AI has completely changed how I build software.
These days, it is very easy to open an AI coding tool, describe what you want, and watch it generate hundreds or thousands of lines of code in minutes.
And honestly, it still feels like magic sometimes.
But after using AI heavily while building projects, I noticed something.
The biggest problem is no longer getting AI to write code.
The bigger problem is getting AI to understand the system it is writing code for.
Because an AI agent with no context is dangerous.
It can create a feature today, then another session tomorrow suggests a completely different pattern. It can rebuild something that already exists. It can introduce a new structure that doesn't match the rest of your application.
Before you know it, your codebase slowly becomes a collection of random AI decisions.
So I changed how I work.
I stopped treating AI agents like magic coding machines.
I started treating them like developers joining my team.
Every developer needs onboarding
Imagine hiring a new developer.
On their first day, you probably would not say:
"Here is our codebase. Start building."
You would explain:
- what the product does
- how the system is structured
- database design
- coding standards
- important decisions that have been made
- things they should avoid
The same thing applies to AI.
Every new AI session is almost like a new developer joining the project.
It needs context.
So I created a simple system.
My README.md is the introduction
For every serious project, I create a README.md file.
This explains things like:
- what the project does
- the problem it solves
- the main features
- how to set it up
- important information about the project
Basically:
"If you know nothing about this project, start here."
Any new AI agent I introduce has to read this first.
My architecture.md is where the real knowledge lives
This is probably the most important file for me.
My architecture file explains how the application works.
Things like:
- folder structure
- backend architecture
- frontend approach
- database structure
- important services
- design patterns
- naming conventions
- how different parts communicate
The goal is simple.
I don't want AI guessing my architecture every time.
I want it to understand the existing structure and build within it.
Because one mistake developers can make with AI is allowing the AI to become the architect.
Today it creates one pattern.
Tomorrow another agent creates a different pattern.
A few months later, nobody understands the system anymore.

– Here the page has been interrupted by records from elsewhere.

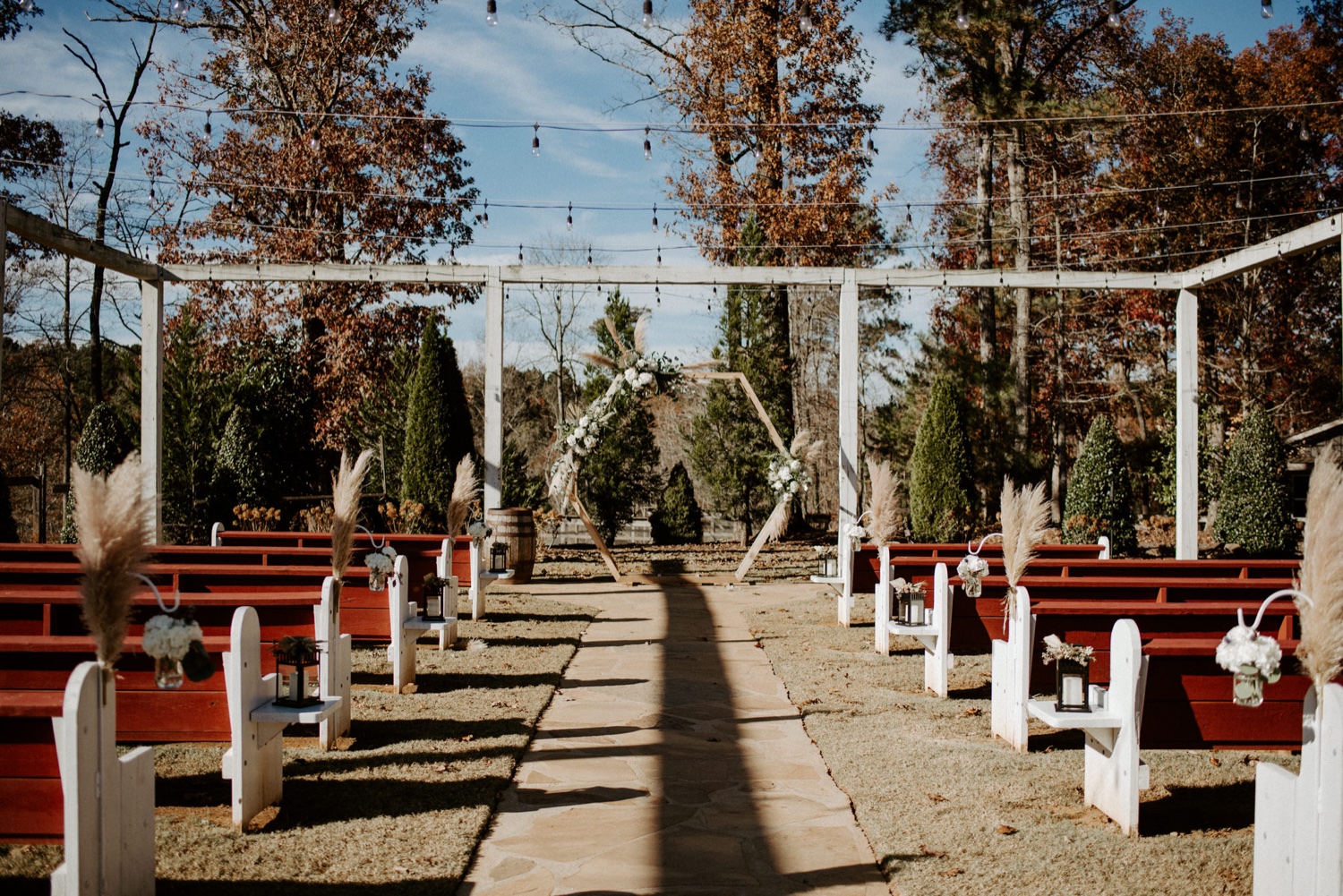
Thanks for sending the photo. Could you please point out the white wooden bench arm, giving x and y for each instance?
(1299, 818)
(109, 801)
(254, 761)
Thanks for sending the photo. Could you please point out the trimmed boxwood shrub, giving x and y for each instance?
(677, 519)
(104, 443)
(940, 488)
(1100, 492)
(1253, 504)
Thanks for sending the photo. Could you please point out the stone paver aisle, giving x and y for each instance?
(672, 762)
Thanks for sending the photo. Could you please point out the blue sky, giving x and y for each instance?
(496, 82)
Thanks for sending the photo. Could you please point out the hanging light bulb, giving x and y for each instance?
(805, 16)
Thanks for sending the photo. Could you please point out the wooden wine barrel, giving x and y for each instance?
(516, 527)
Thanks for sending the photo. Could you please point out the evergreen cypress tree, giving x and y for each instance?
(940, 488)
(241, 474)
(677, 519)
(1100, 492)
(104, 443)
(438, 426)
(620, 472)
(1253, 506)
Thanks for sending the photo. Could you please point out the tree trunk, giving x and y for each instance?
(1020, 212)
(985, 252)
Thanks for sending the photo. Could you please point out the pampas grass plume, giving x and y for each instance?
(1321, 649)
(346, 487)
(1025, 520)
(464, 492)
(885, 512)
(110, 515)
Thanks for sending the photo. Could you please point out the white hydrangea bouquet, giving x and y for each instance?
(787, 477)
(971, 571)
(1254, 659)
(168, 641)
(381, 565)
(636, 375)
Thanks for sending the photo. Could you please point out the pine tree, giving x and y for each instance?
(8, 525)
(620, 472)
(940, 490)
(438, 426)
(1100, 495)
(677, 519)
(1253, 506)
(104, 443)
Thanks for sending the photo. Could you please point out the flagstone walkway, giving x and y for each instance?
(672, 762)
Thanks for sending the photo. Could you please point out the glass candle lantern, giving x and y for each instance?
(295, 673)
(499, 557)
(432, 606)
(1072, 680)
(829, 567)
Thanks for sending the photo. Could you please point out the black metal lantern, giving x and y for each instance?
(829, 566)
(432, 606)
(911, 605)
(1072, 680)
(295, 672)
(499, 557)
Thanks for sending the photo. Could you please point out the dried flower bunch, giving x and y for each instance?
(885, 503)
(113, 542)
(407, 517)
(1322, 570)
(169, 638)
(1244, 646)
(346, 485)
(1056, 649)
(317, 519)
(295, 646)
(258, 519)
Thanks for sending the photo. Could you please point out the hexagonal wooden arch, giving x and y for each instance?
(774, 435)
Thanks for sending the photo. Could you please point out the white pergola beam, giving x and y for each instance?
(152, 402)
(1186, 426)
(650, 276)
(851, 448)
(1303, 239)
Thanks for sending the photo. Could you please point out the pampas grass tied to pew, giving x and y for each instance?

AI should help me build faster, but I should still be responsible for the architecture.
Bigger projects need more documentation
For smaller projects, README.md and architecture.md might be enough.
But for bigger projects, I break things down further.
For example:
docs/
architecture.md
database.md
features/
payments.md
authentication.md
notifications.md
Each important feature gets its own documentation.
How does it work?
Why was it built this way?
What files are involved?
What should another developer or AI agent know before touching it?
Then my architecture document references everything.
It becomes the map of the whole system.
I also give my AI agents rules
Another thing I have started doing is creating rules for AI.
Think of it like company policies.
Before touching my codebase:
- read the documentation first
- follow the existing structure
- don't introduce new patterns without explaining why
- don't change database schemas without approval
- update documentation after major changes
- explain architectural decisions
Simple rules.
But they prevent a lot of problems.
Because AI agents are very good at completing tasks.
They are not always good at understanding the long-term impact of their decisions.
Documentation is becoming even more important because of AI
For years, developers joked about not writing documentation.
"The code is the documentation."
That was already questionable before.
With AI, I think it becomes even more risky.
When multiple AI agents can contribute thousands of lines of code quickly, documentation becomes the thing that keeps everything connected.
It becomes the memory of the project.
The AI can change.
The chat session can disappear.
The tool can change.
But the knowledge stays.
The role of developers is changing
I don't think AI removes the need for good developers.
I think it changes what becomes valuable.
Writing code is becoming easier.
But knowing what should be built, why it should be built, and how everything should fit together is becoming more important.
AI can generate code.
But someone still needs to provide direction.
Someone still needs to understand the system.
Someone still needs to be the architect.
And the interesting part is, I still use AI to help me create some of these documents.
AI can help draft my README files, structure my architecture documents, explain existing code flows, and even suggest what needs to be documented.
But the important thing is that I understand it.
I review it.
I agree with the decisions being documented.
Because the goal is not just to have documentation.
The goal is to have a consistent project where every developer, human or AI, understands what has been built and how to continue building without breaking everything.
For me, this is how I use AI to move faster without losing control of my codebase.